Lost changes in SageMaker Studio notebooks


I have repeatedly encountered issue with lost recent changes in SageMaker Studio Collaborative space. It occurs when the session expires and requires reconnection. Even though the notebook instance is running, the checkpoint files are missing and the notebook does not display at all. When checking the file via terminal, previous (even 11h old) state is displayed. Any idea how to prevent the issue?

I am using VpcOnly mode with private subnets only. There are two active users but only one is currently using the collaborative space. The notebooks often runs for couple of hours.

1 Answer

It sounds (from "The notebooks often runs for couple of hours") like you're running long-running - perhaps non-interactive - tasks on the notebook itself?

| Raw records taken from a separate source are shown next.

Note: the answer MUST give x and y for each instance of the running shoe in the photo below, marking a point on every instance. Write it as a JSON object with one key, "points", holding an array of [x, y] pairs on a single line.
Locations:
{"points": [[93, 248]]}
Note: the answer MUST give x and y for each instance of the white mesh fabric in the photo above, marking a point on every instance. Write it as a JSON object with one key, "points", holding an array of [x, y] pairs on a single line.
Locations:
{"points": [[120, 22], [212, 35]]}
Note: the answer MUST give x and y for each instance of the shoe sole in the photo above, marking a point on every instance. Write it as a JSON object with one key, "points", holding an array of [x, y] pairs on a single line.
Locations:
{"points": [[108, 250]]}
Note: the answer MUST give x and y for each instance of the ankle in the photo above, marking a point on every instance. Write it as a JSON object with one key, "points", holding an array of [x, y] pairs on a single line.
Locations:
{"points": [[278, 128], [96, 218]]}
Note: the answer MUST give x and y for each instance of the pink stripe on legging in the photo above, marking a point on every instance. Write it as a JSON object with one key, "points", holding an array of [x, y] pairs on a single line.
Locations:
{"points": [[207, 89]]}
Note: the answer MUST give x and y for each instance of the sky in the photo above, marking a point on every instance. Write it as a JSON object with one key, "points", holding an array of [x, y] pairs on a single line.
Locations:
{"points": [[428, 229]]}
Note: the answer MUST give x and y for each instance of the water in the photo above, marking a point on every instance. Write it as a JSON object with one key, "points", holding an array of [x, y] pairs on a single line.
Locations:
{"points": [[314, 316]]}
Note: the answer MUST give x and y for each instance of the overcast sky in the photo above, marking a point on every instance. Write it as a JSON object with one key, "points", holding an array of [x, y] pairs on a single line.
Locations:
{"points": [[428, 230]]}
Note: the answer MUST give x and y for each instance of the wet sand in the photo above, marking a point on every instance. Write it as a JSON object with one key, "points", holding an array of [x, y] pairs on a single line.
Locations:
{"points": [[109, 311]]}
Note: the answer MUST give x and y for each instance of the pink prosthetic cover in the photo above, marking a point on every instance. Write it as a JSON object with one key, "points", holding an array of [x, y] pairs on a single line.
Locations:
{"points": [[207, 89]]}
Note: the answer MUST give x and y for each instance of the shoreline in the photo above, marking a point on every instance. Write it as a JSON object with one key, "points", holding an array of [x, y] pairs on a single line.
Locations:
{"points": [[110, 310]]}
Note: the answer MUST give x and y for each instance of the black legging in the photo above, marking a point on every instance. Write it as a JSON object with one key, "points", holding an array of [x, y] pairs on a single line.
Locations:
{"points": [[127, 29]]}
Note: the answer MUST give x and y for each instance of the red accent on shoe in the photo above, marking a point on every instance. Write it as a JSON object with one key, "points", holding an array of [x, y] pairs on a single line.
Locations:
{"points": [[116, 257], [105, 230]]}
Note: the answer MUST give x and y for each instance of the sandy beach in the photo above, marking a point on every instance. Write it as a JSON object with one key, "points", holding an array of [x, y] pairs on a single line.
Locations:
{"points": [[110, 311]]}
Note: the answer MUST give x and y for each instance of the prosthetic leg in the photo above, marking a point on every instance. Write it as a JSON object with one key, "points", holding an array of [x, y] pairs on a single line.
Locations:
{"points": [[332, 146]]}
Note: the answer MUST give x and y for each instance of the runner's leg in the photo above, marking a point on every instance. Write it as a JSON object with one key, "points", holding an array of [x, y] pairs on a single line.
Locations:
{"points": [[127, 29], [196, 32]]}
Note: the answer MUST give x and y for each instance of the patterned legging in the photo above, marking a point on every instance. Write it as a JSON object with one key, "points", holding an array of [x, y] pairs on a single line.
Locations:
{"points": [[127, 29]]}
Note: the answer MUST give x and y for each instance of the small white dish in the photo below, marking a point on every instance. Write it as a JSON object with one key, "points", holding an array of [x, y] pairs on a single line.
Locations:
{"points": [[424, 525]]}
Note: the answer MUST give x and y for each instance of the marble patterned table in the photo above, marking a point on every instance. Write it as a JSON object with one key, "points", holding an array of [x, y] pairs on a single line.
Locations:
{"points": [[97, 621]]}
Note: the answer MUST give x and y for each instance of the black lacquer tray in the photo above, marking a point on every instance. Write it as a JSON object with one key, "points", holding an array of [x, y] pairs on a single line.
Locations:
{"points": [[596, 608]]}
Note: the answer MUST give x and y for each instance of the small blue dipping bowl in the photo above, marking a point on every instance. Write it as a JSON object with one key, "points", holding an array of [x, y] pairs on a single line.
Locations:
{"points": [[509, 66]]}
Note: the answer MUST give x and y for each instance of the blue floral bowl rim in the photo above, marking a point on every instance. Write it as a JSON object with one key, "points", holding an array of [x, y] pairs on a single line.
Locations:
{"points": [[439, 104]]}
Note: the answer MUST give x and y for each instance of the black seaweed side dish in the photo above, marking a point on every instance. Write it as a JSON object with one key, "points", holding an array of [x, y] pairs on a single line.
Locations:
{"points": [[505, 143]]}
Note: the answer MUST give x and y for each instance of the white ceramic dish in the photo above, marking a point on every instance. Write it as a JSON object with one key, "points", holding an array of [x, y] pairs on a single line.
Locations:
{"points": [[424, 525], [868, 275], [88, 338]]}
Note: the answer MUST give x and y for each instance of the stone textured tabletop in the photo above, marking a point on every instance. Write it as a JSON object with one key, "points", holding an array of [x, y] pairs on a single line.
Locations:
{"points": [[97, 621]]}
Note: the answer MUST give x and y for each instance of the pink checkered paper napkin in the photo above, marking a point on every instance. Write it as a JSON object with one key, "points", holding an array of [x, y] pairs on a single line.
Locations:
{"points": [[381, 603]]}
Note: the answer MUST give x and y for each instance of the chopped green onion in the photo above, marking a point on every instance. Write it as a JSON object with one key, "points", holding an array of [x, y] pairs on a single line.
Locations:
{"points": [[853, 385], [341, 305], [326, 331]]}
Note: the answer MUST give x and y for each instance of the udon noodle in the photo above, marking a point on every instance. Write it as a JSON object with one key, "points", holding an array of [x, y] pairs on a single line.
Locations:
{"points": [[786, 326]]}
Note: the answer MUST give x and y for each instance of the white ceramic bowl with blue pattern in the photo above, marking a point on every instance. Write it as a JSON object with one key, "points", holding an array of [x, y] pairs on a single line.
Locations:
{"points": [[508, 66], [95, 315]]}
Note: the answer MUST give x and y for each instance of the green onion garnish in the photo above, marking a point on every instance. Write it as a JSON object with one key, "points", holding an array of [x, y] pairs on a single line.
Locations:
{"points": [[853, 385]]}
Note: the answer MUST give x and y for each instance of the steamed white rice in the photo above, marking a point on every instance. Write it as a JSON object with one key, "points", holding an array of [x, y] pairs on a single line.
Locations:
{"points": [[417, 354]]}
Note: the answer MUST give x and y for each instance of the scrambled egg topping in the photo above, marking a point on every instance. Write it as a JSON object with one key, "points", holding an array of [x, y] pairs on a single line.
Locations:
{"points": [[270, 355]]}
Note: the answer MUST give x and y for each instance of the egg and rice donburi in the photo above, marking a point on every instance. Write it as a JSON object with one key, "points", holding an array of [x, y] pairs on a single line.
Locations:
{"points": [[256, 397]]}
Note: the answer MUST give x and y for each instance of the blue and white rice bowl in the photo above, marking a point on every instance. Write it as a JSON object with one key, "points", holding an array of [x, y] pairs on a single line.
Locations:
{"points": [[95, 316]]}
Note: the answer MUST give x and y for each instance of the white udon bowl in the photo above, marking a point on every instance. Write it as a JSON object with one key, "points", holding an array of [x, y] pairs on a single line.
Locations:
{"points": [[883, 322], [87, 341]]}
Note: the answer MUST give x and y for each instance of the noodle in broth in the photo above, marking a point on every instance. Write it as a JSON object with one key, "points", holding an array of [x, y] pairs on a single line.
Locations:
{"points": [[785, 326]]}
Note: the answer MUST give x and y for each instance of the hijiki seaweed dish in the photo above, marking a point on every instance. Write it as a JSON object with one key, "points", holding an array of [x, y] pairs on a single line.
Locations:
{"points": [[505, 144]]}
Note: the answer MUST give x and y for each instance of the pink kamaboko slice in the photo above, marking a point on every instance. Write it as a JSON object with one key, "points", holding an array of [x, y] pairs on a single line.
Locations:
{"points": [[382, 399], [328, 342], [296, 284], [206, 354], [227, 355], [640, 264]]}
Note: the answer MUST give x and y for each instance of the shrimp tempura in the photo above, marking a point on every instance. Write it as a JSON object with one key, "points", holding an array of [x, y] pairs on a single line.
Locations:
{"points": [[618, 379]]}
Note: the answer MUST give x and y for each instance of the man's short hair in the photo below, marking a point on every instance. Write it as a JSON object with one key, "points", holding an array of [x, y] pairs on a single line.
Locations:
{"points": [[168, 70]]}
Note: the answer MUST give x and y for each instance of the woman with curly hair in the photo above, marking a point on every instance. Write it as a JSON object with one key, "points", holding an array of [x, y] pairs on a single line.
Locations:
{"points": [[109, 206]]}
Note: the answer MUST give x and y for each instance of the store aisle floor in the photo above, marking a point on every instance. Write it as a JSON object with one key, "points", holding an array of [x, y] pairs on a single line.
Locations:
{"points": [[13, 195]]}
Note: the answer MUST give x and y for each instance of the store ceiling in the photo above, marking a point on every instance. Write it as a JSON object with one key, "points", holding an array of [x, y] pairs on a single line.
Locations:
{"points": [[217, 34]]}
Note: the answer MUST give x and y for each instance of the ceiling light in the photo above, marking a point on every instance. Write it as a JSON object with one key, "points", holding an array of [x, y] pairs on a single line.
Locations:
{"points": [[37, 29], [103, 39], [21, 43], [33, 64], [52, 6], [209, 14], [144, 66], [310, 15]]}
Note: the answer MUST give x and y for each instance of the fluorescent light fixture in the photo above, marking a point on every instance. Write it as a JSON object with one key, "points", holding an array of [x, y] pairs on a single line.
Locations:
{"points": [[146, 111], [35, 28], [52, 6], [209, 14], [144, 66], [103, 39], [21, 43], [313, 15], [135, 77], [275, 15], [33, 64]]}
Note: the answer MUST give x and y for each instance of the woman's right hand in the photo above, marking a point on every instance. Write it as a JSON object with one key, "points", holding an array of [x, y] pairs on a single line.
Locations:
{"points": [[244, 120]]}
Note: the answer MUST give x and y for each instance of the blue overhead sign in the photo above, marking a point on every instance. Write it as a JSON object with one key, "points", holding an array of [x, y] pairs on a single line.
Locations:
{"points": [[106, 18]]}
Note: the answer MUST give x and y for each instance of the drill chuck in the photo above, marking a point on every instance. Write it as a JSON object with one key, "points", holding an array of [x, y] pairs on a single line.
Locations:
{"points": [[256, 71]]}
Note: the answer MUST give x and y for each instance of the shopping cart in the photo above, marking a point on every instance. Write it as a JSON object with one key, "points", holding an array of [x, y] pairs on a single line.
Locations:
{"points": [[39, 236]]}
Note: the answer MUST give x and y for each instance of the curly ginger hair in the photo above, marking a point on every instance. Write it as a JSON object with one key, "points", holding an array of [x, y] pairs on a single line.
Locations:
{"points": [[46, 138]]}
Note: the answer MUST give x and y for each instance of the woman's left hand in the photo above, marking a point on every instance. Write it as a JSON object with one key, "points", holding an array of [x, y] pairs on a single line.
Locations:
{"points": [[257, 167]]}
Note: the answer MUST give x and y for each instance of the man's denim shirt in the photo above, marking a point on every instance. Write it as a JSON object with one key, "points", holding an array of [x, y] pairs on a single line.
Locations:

In general (not particularly relating to data loss), I'd suggest to avoid this if you can: SageMaker's containerized (processing, training, batch transform) jobs functionality should be the preferred choice for running your serious jobs/experiments in a way that's:

  • Scalable - Supporting multi-instance distribution as well as selecting larger or smaller instance types
  • Automatically trackable - Job metadata & parameters will be stored in the SageMaker APIs, exact version of code automatically uploaded to S3 (assuming "script mode"), and logs+metrics stored via CloudWatch
  • Repeatable - In addition to the metadata logging, each job initializes with fresh, well-defined container image without the risk that somebody installed libraries / changed something in the shared notebook space.
  • Cost-effective - Because you can keep your notebook instance (which, being interactive, may often be idle) small and instead select the instance sizes needed for your jobs and pay only for the time the jobs run.

If you must, you could run your notebook as a job... But ideally I'd recommend factoring your code into .py scripts and using actual Processing/Training jobs for richer metadata history. There's an example here comparing a "local" (all-in-notebook) notebook to a "SageMaker" (code in scripts, notebook initiates the training job) one for model training. You could even use a SageMaker Pipeline to orchestrate multiple steps like pre-processing > training > evaluation.

Anyway, back to Studio data loss...

In my experience, disconnecting or timing out from Studio hasn't caused any interruption of actual kernel computation or loss of data written to disk... But I have seen that cell outputs (i.e. console logs) can get cut off: For example if I start a long-running cell that trains a model and then saves it, then close the browser and come back tomorrow, I'd expect the model to be trained and saved and to be able to resume the notebook from the next cell... But some training logs might be missing from the cell output.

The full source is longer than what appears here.